Love Language.
What if we could turn our reality around so we could look at it from the world that lies behind our usual life so that it became the guidepost. What if we looked at our children and saw that there is a whole other reality happening for them that we can only access through our intuition, through connection and through quietening our inner noise to be able hear the faint whisper of their souls. It is a culture that is addicted to formulations, to words and analysis. But these are things that, when truly illuminating, spring from a source of perception that does not live in this realm of performance and fast paced imposition. They are not themselves the goal.
Have you been in the presence of a baby, their whole body and feeling and expression communicates their inner life. They are like a quiet pool in the middle of an unknown garden. What peace can be felt when we sit and listen to their being, their expressive breathing. More than this they are a part of you, their mother. That connected relationship is still intact, even though the physical evidence of it is not longer there, the umbilical cord is cut, but the thing that is unseen, it is still as strong as when they swam inside your womb. In this, we can give our complete trust. It will become the link of understanding as they grow and face the world in all of its parts.
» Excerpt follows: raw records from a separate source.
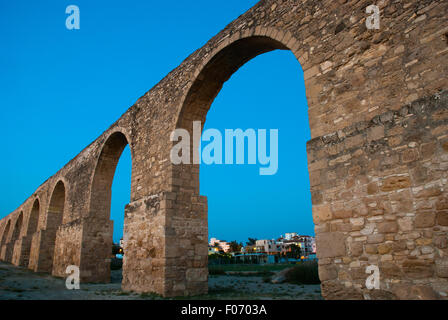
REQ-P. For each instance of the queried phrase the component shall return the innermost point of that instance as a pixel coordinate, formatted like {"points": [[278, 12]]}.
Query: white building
{"points": [[269, 246], [222, 244]]}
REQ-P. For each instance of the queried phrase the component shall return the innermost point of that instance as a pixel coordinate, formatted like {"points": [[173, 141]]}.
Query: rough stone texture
{"points": [[378, 157]]}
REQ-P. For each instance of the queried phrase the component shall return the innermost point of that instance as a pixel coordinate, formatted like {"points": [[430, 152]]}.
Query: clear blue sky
{"points": [[60, 89]]}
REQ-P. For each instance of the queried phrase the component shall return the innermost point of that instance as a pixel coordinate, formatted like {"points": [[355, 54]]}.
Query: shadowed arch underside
{"points": [[43, 240]]}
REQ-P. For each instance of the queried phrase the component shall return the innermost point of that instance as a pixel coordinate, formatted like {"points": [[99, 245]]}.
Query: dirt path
{"points": [[22, 284]]}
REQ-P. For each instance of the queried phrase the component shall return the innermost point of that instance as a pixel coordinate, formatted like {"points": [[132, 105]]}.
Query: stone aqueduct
{"points": [[378, 158]]}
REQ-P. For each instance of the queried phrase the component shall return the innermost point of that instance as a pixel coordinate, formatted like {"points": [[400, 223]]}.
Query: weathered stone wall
{"points": [[379, 193], [356, 80]]}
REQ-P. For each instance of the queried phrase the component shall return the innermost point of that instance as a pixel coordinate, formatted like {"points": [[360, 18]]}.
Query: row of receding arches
{"points": [[32, 243], [21, 243]]}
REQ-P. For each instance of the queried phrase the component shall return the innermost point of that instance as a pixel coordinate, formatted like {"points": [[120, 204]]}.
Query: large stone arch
{"points": [[213, 72], [98, 233], [14, 251]]}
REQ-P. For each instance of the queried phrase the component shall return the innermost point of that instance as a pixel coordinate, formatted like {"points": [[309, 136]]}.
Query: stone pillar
{"points": [[96, 250], [67, 247], [165, 245]]}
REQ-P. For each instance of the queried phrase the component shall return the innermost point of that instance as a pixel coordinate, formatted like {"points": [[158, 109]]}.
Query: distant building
{"points": [[222, 244], [289, 236], [269, 246]]}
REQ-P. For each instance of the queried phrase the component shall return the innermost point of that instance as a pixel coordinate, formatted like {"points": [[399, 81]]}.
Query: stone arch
{"points": [[98, 231], [56, 207], [101, 190], [33, 220], [5, 233], [3, 244], [209, 79], [17, 227], [43, 242], [214, 71]]}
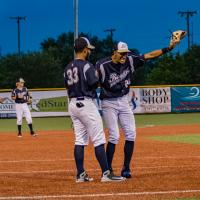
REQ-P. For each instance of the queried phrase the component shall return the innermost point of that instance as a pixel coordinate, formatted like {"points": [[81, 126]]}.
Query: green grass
{"points": [[57, 104], [64, 123], [167, 119], [187, 139]]}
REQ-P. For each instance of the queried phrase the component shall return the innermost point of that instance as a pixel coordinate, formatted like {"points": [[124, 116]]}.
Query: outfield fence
{"points": [[143, 99]]}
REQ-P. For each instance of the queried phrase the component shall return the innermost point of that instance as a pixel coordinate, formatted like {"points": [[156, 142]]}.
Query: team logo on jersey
{"points": [[114, 78]]}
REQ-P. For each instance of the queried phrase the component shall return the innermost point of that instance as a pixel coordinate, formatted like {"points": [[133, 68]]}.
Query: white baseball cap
{"points": [[21, 80], [122, 47], [83, 42]]}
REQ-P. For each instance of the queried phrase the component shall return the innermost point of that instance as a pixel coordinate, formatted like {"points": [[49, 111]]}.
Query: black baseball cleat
{"points": [[19, 135], [110, 177], [126, 173], [33, 133], [83, 177]]}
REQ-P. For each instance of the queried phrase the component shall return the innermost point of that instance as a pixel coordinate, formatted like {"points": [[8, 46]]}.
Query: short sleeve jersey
{"points": [[18, 92], [80, 78], [115, 79]]}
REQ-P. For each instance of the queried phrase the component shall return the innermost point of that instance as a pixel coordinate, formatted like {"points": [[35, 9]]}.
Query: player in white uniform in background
{"points": [[115, 74], [22, 97], [81, 82]]}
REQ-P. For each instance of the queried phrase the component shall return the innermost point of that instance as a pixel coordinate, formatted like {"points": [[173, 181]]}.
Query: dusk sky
{"points": [[143, 24]]}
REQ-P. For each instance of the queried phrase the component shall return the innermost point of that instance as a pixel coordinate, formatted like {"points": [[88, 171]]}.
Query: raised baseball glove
{"points": [[177, 36], [2, 100]]}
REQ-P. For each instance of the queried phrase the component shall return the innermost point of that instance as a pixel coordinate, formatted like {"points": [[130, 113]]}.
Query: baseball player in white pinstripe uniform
{"points": [[115, 74]]}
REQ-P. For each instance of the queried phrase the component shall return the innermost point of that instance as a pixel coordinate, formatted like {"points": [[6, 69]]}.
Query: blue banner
{"points": [[185, 99]]}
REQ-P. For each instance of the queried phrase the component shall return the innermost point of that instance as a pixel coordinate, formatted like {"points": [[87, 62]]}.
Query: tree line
{"points": [[44, 69]]}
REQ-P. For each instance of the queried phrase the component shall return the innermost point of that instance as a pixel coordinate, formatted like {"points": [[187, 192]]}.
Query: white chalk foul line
{"points": [[70, 196], [72, 159], [90, 170]]}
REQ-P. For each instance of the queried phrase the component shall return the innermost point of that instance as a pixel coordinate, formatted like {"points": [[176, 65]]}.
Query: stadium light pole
{"points": [[75, 20], [111, 31], [18, 19], [187, 15]]}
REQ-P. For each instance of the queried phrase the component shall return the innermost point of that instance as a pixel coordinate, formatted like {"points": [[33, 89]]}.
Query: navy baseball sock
{"points": [[128, 152], [110, 150], [101, 157], [79, 158], [30, 127], [19, 128]]}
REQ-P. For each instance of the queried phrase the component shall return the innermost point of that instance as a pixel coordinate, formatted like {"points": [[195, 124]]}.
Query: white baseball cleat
{"points": [[110, 177], [83, 177]]}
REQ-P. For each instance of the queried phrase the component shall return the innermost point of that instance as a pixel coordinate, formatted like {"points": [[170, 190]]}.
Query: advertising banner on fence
{"points": [[185, 99], [45, 103], [150, 100]]}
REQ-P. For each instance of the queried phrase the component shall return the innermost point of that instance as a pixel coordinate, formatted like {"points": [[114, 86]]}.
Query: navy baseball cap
{"points": [[121, 47], [21, 80], [82, 42]]}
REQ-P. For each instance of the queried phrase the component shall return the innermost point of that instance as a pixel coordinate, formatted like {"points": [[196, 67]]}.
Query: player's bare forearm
{"points": [[157, 53], [153, 54]]}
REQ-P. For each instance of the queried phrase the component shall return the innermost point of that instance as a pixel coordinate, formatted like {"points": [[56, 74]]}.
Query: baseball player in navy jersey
{"points": [[81, 81], [115, 74], [22, 97]]}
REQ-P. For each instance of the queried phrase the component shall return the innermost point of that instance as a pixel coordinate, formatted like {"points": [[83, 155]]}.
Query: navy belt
{"points": [[80, 98]]}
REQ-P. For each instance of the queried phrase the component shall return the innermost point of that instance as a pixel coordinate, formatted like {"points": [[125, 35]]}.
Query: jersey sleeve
{"points": [[136, 61], [91, 75], [13, 93]]}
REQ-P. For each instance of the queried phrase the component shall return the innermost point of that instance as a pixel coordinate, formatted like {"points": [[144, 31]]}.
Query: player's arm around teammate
{"points": [[81, 83], [21, 96], [115, 74]]}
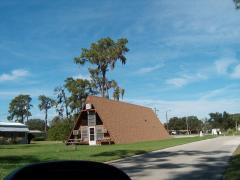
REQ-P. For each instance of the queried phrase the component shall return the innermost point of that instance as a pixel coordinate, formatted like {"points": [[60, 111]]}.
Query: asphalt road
{"points": [[199, 160]]}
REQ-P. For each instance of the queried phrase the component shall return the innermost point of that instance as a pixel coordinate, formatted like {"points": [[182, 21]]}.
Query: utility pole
{"points": [[187, 125], [155, 110], [167, 117], [27, 108]]}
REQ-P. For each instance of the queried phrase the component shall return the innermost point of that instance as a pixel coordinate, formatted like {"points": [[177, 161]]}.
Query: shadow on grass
{"points": [[233, 171], [18, 159], [208, 165]]}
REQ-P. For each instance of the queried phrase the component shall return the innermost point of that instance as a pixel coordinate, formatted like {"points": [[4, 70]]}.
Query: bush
{"points": [[60, 130], [230, 132]]}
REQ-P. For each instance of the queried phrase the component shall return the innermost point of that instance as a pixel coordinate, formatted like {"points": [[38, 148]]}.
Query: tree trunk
{"points": [[46, 121], [104, 83], [65, 102], [22, 118]]}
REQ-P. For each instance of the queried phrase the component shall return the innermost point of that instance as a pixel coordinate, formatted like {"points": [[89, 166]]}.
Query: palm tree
{"points": [[46, 103], [104, 54], [122, 91]]}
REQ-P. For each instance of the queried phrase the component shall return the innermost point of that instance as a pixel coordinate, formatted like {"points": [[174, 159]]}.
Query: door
{"points": [[92, 135]]}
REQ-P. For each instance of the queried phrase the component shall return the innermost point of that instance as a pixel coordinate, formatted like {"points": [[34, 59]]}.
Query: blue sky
{"points": [[184, 55]]}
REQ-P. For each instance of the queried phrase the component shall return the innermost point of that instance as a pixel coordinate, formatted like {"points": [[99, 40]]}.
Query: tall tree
{"points": [[36, 124], [19, 108], [122, 92], [79, 90], [104, 54], [62, 102], [45, 103]]}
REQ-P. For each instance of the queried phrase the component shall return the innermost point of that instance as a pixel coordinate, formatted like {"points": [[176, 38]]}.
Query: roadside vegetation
{"points": [[15, 156], [233, 171]]}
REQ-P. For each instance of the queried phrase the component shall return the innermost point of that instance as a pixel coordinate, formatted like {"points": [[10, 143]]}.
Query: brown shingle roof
{"points": [[128, 123]]}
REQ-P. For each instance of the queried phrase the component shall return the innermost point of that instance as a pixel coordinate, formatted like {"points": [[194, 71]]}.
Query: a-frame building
{"points": [[108, 121]]}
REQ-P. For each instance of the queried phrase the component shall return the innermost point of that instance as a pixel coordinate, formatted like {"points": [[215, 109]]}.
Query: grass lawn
{"points": [[14, 156], [233, 171]]}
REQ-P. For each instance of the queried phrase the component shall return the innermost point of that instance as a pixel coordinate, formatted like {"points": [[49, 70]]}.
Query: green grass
{"points": [[14, 156], [233, 171]]}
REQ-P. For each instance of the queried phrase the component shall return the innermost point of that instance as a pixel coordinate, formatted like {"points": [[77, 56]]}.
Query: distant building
{"points": [[13, 133], [216, 132], [106, 121]]}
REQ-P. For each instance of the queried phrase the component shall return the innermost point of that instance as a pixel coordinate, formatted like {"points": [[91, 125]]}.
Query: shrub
{"points": [[230, 132], [60, 130]]}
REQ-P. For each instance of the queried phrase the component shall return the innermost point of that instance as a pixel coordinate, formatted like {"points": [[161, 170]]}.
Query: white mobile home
{"points": [[13, 133]]}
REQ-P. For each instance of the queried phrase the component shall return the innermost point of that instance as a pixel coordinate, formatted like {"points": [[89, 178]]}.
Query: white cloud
{"points": [[200, 108], [236, 72], [80, 76], [222, 66], [15, 74], [185, 79], [146, 70]]}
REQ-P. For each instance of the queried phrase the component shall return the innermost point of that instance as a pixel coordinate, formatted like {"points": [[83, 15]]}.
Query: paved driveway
{"points": [[199, 160]]}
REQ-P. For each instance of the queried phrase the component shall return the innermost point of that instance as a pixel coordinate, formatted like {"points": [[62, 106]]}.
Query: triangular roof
{"points": [[128, 123]]}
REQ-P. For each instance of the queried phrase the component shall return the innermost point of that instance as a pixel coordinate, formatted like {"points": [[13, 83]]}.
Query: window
{"points": [[91, 118]]}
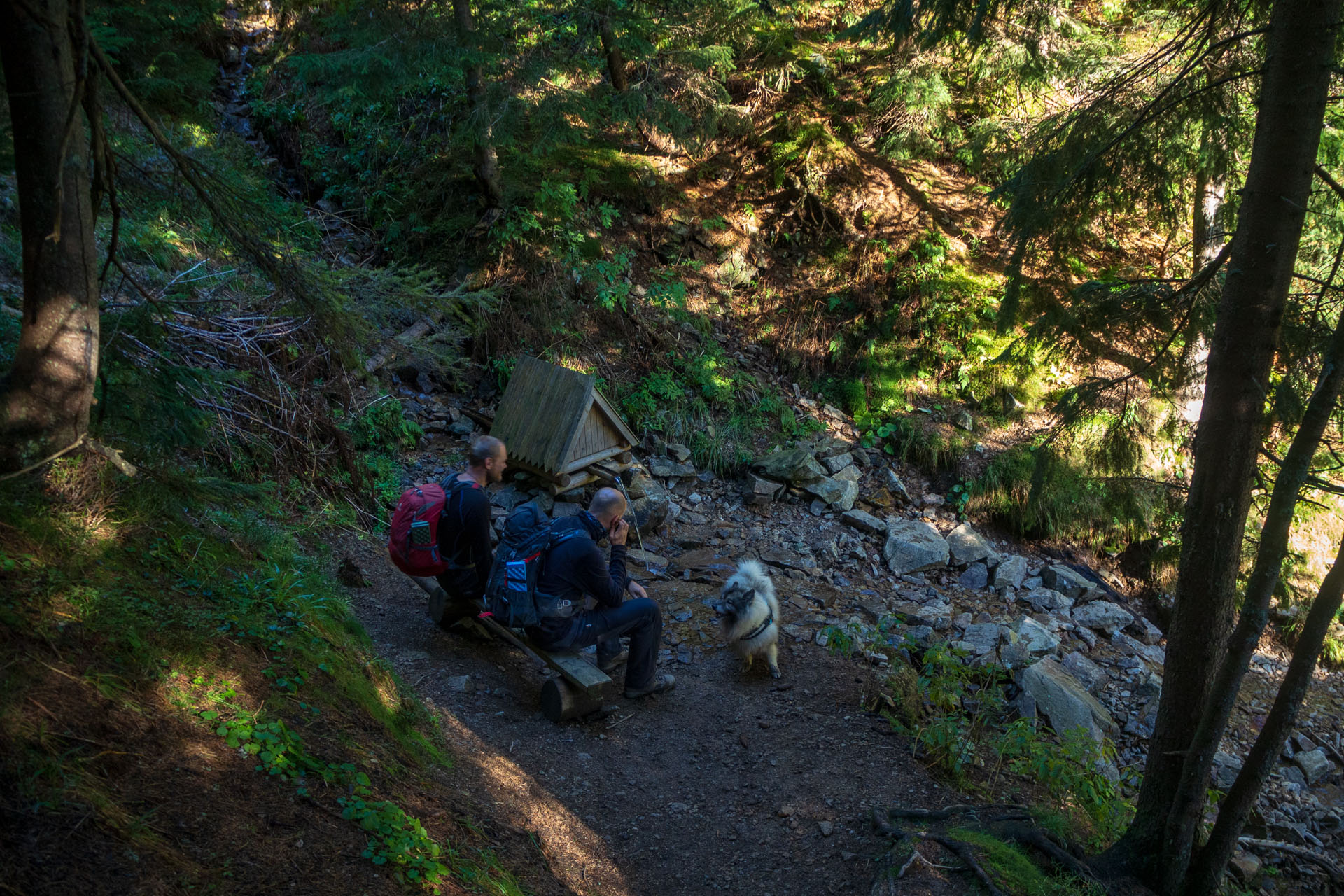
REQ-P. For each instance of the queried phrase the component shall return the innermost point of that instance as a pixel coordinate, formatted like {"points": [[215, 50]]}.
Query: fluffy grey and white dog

Who is this child that has entered the world? You have known him from the beginning, since conception when that spark of life was felt and from there you knew, and in awesome patience you waited to meet this new person. This wonder can stay alive, as long as we don't believe that our children are "ours," and that their being and future are for us to shape and decide. In this wonder we see this new baby, and we watch as they grow to find out more and more about them. This informs our responses, we come to know the child's individual needs and we come to respect that they are on their own path, unknown, beautiful and full of possibility. We let their strengths flourish as they start to show them and this helps us know how we can support them. In this way they grow their confidence, as we support and trust them, they become unshakable in that in themselves. Through our care and kindness, they learn how it feels and they become aware of others feelings.
So here we exist in a realm of positivity and hope. And through this relationship we can help our children communicate and relate in the world. How do we do this practically? We listen to them when they are babies, always. If we practice listening and being close, we know their cues before they really need to speak up to have them heard. They feel us there, aware and responsive. As they grow, we let them make mistakes. They can help bake the muffins that might not turn out perfectly as they scooped too much flour. They can sweep the floor even though there will still be crumbs. We respect the fact that if they are going to be put in a dysregulating environment, they are going to become exhausted and unable to manage the expression of their despair. We respect that they are learning. And we always choose to point out the positive to them and in this way they learn forgiveness, they learn that they are worthy and innately good. And they begin to learn how to navigate through life.
When your teenager wants to just be alone, in their room, or is getting angry easily. See it for what it is, they are grappling with something. Remain steady, like a trustworthy beacon. Keep giving your message of love. They come back and they do see you for who you are in time. They have known the feeling of having someone believe in them.
The amazing part of this? If it sounds exhausting - it is absolutely the polar opposite. Let's all just take some deep breaths. Let go of that play date because your child's already been out a lot this week. Opt out of that family get together that is going to finish your energy and only end up in acting out from your still learning and growing child. Yes, run to the forest and let them go free, let them fall and get muddy and scraped and wet. Let them be soothed by all of the quiet and sounds of nature, just as you will be. Cuddle in bed reading a bedtime story together and sometimes they can "read" it too, if you're tired, even though it will be some kind of gorgeous made up adventure. Find places and people that you feel safe with and don't force yourself to engage in things that will drain you. If they've been out all day away from you, take them in with your attention, let them know how happy you are to see them. And always give more time, lots more time than is needed.